HealthCap, one of the largest life science venture capital funds in Europe, is since 2016 one of Oncorena’s largest shareholders. The investment company Linc AB is listed on Nasdaq Stockholm and invests in product oriented Nordic life science companies, primarily in pharma and medtech companies. Fåhraeus Startup and Growth AB is a newly founded venture capital fund focusing on early investments in life science and tech companies. The investment is subject to approval by an Extraordinary General Meeting to be held in January 2022.

Earlier this year, the Swedish Medical Products Agency approved Oncorena’s first clinical trial of orellanine in patients with advanced renal cancer undergoing dialysis. Orellanine is a substance with a unique mode of action that has demonstrated specific and powerful anti-tumour effects on advanced renal cancer in a number of preclinical models.

"We are grateful for this capital injection that enables us to get necessary and crucial results that will be decisive for Oncorena’s continued clinical development of orellanine and new ventures in the field of kidney cancer. We also hope that the results from the upcoming clinical study will be of great benefit to patients in the future," said Lars Grundemar M.D., Ph.D., Chief Executive Officer of Oncorena.

"It is gratifying to announce that Oncorena is now entering a new stage with a capital injection of up to a total of MSEK 160 in a Serie A-round from three strong life science investors. With the financing in place, Oncorena can now focus on exploiting the potential of the company’s innovation in kidney cancer, developing the company further and accelerating the growth journey," said Andreas Segerros, Oncorena’s Chairman of the Board.

About the Phase I/II clinical trial
The Phase I/II clinical trial of orellanine will enrol patients with advanced renal cancer already on dialysis due to renal failure. The study will be conducted at the Centre for Clinical Cancer Studies at the Karolinska University Hospital in Stockholm, Sweden, and will study safety, tolerability, pharmacokinetics and signs of anti-tumour effects in treatment with a synthetic form of orellanine. The Phase I/II trial will include up to 40 patients and may include patients from other European countries.

About orellanine
Orellanine, which has a new and unique mode of action, is being developed for organ-specific chemotherapy with curative potential for patients with advanced renal cancer undergoing dialysis.

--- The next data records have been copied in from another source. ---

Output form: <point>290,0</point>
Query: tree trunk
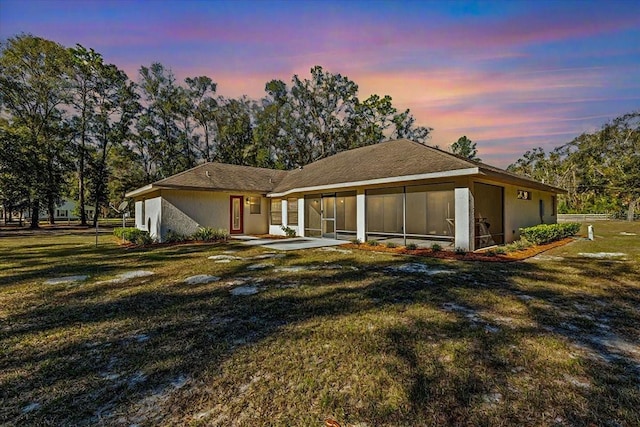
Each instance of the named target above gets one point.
<point>632,209</point>
<point>51,207</point>
<point>35,213</point>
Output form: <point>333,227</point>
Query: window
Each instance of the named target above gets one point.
<point>254,205</point>
<point>524,194</point>
<point>276,212</point>
<point>292,211</point>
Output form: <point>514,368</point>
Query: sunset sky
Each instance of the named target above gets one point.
<point>511,75</point>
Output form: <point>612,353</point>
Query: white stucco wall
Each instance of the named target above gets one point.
<point>255,223</point>
<point>153,216</point>
<point>139,217</point>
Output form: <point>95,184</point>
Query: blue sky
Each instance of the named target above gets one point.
<point>511,75</point>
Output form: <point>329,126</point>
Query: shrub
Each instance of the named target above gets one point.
<point>133,235</point>
<point>205,234</point>
<point>173,237</point>
<point>545,233</point>
<point>120,231</point>
<point>290,232</point>
<point>518,245</point>
<point>141,238</point>
<point>210,234</point>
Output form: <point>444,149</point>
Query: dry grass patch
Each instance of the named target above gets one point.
<point>550,341</point>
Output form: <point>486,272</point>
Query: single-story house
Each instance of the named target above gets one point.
<point>399,190</point>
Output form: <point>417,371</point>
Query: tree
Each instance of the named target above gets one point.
<point>464,147</point>
<point>84,80</point>
<point>168,147</point>
<point>599,170</point>
<point>116,106</point>
<point>33,89</point>
<point>200,91</point>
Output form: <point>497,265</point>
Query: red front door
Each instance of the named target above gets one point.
<point>237,215</point>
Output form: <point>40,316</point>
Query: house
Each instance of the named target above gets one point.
<point>398,190</point>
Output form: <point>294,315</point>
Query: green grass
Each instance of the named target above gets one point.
<point>553,340</point>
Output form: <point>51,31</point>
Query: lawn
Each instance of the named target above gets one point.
<point>364,338</point>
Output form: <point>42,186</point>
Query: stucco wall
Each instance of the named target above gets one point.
<point>139,217</point>
<point>520,213</point>
<point>255,223</point>
<point>185,211</point>
<point>153,216</point>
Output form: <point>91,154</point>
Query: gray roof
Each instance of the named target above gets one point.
<point>221,177</point>
<point>390,159</point>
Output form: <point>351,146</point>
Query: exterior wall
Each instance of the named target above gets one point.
<point>186,211</point>
<point>276,230</point>
<point>255,223</point>
<point>520,213</point>
<point>153,217</point>
<point>139,216</point>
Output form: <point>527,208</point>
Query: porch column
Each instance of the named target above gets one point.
<point>285,213</point>
<point>465,230</point>
<point>361,219</point>
<point>301,216</point>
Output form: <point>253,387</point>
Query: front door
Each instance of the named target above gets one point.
<point>329,216</point>
<point>237,215</point>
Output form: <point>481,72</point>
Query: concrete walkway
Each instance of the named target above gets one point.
<point>293,244</point>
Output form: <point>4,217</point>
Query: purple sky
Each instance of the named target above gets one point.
<point>511,75</point>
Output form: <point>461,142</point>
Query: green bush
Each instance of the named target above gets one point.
<point>120,231</point>
<point>545,233</point>
<point>173,237</point>
<point>210,234</point>
<point>133,235</point>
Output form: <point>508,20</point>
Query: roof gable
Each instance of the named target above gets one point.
<point>383,160</point>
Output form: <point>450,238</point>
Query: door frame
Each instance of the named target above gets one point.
<point>324,218</point>
<point>231,229</point>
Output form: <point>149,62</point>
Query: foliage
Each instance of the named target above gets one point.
<point>466,148</point>
<point>133,235</point>
<point>599,170</point>
<point>545,233</point>
<point>175,237</point>
<point>33,92</point>
<point>210,234</point>
<point>460,251</point>
<point>288,231</point>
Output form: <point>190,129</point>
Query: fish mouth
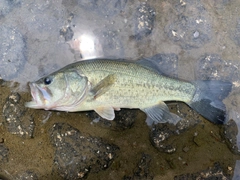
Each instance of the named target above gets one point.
<point>39,97</point>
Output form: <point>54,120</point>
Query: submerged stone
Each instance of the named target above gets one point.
<point>191,25</point>
<point>142,170</point>
<point>76,154</point>
<point>12,52</point>
<point>144,21</point>
<point>124,119</point>
<point>16,120</point>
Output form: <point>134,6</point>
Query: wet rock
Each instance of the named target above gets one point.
<point>212,173</point>
<point>189,117</point>
<point>110,43</point>
<point>27,175</point>
<point>3,153</point>
<point>236,34</point>
<point>67,33</point>
<point>190,27</point>
<point>16,120</point>
<point>142,172</point>
<point>12,52</point>
<point>76,154</point>
<point>164,136</point>
<point>144,21</point>
<point>7,6</point>
<point>230,131</point>
<point>105,8</point>
<point>167,63</point>
<point>212,67</point>
<point>124,119</point>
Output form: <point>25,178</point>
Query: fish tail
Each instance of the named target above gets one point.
<point>208,97</point>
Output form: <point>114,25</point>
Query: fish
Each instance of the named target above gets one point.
<point>106,85</point>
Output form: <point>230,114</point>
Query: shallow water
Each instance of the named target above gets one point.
<point>190,40</point>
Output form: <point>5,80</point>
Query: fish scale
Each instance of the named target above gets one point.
<point>106,85</point>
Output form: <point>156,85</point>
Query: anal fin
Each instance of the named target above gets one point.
<point>160,114</point>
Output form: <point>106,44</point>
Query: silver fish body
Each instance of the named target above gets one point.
<point>107,85</point>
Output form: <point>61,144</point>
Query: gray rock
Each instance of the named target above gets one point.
<point>12,52</point>
<point>142,171</point>
<point>27,175</point>
<point>164,137</point>
<point>124,119</point>
<point>3,153</point>
<point>7,6</point>
<point>16,120</point>
<point>191,26</point>
<point>105,8</point>
<point>230,131</point>
<point>76,154</point>
<point>144,21</point>
<point>212,173</point>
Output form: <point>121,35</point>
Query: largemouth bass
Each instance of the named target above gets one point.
<point>107,85</point>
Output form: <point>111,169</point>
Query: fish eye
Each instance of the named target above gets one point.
<point>47,80</point>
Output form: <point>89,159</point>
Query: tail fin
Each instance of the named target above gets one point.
<point>208,97</point>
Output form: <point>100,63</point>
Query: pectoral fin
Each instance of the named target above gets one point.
<point>105,112</point>
<point>160,114</point>
<point>103,86</point>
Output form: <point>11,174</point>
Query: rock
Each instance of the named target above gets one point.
<point>167,64</point>
<point>212,173</point>
<point>230,131</point>
<point>3,153</point>
<point>67,33</point>
<point>144,21</point>
<point>161,137</point>
<point>124,119</point>
<point>190,26</point>
<point>16,120</point>
<point>12,52</point>
<point>76,154</point>
<point>142,171</point>
<point>105,8</point>
<point>7,6</point>
<point>27,175</point>
<point>109,43</point>
<point>212,67</point>
<point>164,136</point>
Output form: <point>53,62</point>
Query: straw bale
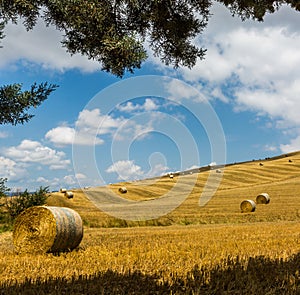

Orellanine is found in mushrooms of the Cortinarius family, these are sometimes accidentally picked and eaten as they are mistaken for funnel chanterelles. The clinical effects of orellanine are well documented and are completely limited to the kidneys.

About kidney cancer
Approximately 400,000 patients are affected by kidney cancer globally according to the WHO. The disease can often be cured by surgery if detected in time, but unfortunately the diagnosis is often made when the tumour has already spread to other organs. The prognosis is then considerably less favourable and certain groups have a median survival of less than two years. Today the disease is treated with various types of targeted and immuno-active drugs, often with severe side effects, and standard chemotherapy drugs have limited effect. There is therefore a great and urgent unmet medical need for new, effective and safe drugs.